澤村國矢(以下、國矢) 『刀剣乱舞』のキャラクターには歌舞伎とゆかりのある人物がいたり、そもそも刀自体も歌舞伎と繋がりの深いものですし。親和性は高いなと思ったので、作りようにもよりますが、これまでの新作よりも歌舞伎にしやすいなという気はしましたね。

市川蔦之助(以下、蔦之助) すでに舞台にもミュージカルにもなっている作品なので、その意味でも歌舞伎にしかできないことをやらなくてはいけない。そういう点で、さっき國矢さんも言ったように親和性というのは思いましたよね。新作歌舞伎もいろいろ作っていますが、世界観という点では一番合うんじゃないでしょうか。

歌舞伎の「難しさ」を避けて、ただ観やすくするのでは意味がない

 

ーー松也さんは今作で初めて演出も手がけています。公式サイトには【古典歌舞伎の魅力がふんだんに盛り込まれた】とありますが、これは具体的にはどういったことでしょうか。

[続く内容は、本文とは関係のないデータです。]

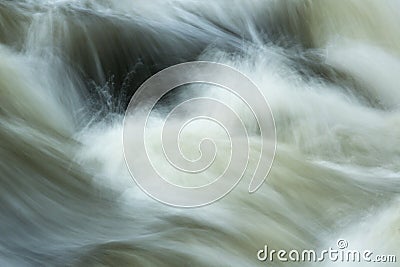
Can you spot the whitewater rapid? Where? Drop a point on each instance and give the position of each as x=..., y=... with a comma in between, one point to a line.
x=329, y=69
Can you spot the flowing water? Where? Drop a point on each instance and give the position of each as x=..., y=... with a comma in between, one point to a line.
x=329, y=69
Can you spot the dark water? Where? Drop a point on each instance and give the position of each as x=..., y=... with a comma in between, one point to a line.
x=330, y=70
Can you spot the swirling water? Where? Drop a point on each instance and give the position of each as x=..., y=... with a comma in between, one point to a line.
x=329, y=70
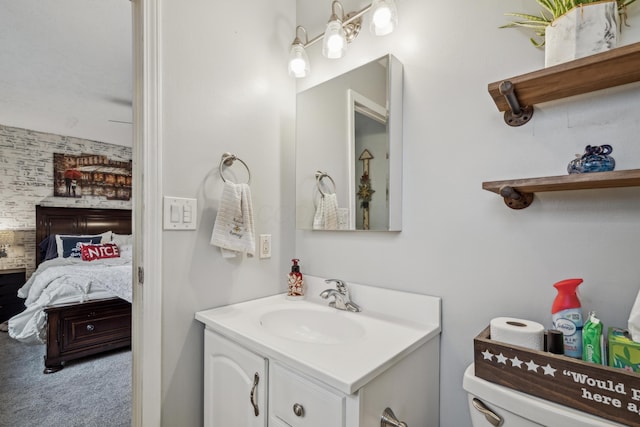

松也 古典演目のあらすじの一部などそういったことではなくて、古典演目で用いる演出技法ですね。あとはできるだけ映像などは使わずに、照明と光線のみで見せる。歌舞伎ならではの演出や表現方法にこだわるということです。

 

もちろん、ツケ(木を打って大きな音を出す、歌舞伎独特の演出法)を使わなければ歌舞伎ではないなんて定義はありませんし、踊りが、義太夫がなければ歌舞伎ではないなんてことにもならない。基本的には、我々が歌舞伎と思っていれば歌舞伎、という感覚です。ですがやはりこれだけの人気コンテンツで、これまで歌舞伎を観たことない方に観ていただけるチャンスですから。

みなさんが歌舞伎と聞いてまず一番に思い浮かべるのは「堅苦しい」とか「難しい」といったことだと思うのですが、だからこそ、それを避けてただ観やすくするのでは意味がない。そうした固定観念を、この物語とコンテンツを通してどうやって取っ払っていくか。それはお客様だけでなく僕たち自身にも学びがあると思いましたし。

みなさんが難しいと思う要素も僕らは素晴らしい、面白いと思っていますから、わかりやすく噛み砕いて形を少し変えればきっとみなさんにも伝わるし、“歌舞伎ってこんなに面白いんだ”と思ってもらえる。歌舞伎を観たことない方には『刀剣乱舞』を通じてこうした魅力を知っていただきたかったですし、観たことがある方には、ゲームが題材の新作でこれだけできる、古典の通し狂言のような要素で今でも作ることが出来るんだってことを感じてほしかった。これが今回のコンセプトですね。